I live in an area where the largest contiguous herd of wild horses in the United States lives. It's why I moved here to the mountains. As soon as I moved up here, I realized the wild horses were in a great deal of trouble, because civilization is encroaching upon them in leaps and bounds. They can no longer migrate in their normal patterns, and a lot of them are being hit on the roads, where they're a danger to themselves and to the motorists. I live not far from the road that comes up from Reno to Virginia City, and at that corner, I saw about six wild horses hit and killed there. What happens is that when the horse is hit, it's usually not killed. It usually lies there and thrashes in agony for hours and hours before the deputies can come out and kill it. They become so incensed with pain and so full of adrenaline that it often takes six or seven bullets to kill them. I've seen these grown men get down on their knees and cry after they've had to kill them. I just watched that for long enough, and I finally called my friend Carolyn Cartinelli and said, "You know what? I can no longer sit by and watch this happen." So we formed the Let 'em Run Foundation (www.letemrun.com), and the goal of that is to create a huge, 100,000-acre sanctuary for this herd of horses, to manage the herd, so that it doesn't overpopulate the area, where they'll starve to death.

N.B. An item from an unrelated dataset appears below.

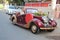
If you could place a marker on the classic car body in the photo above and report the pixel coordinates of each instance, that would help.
(33, 22)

Your sense of caring definitely comes across in your songs.
I think if you ask any little kid when they're about 4 to 7 years old, "What do you want to do when you grow up?" they say they want to help people. Because we're tribal creatures, I think there is a will to help one another. Everybody has challenges. It's what makes us who we are, and if we don't have 'em, we're not much of anything. The message of my songs has always been, "Yes, you're having hard times. I've had hard times, too. I've managed to get through 'em. This is how. If I can give you a leg up with this song, that's what I want to do." That's what's important to me. Fame isn't really important to me. I need to make a living, but money isn't really my motivation. My motivation is, "Been there, done that, got the long-sleeved hooded nightgown and will share it with you if you're cold." That's why I do music.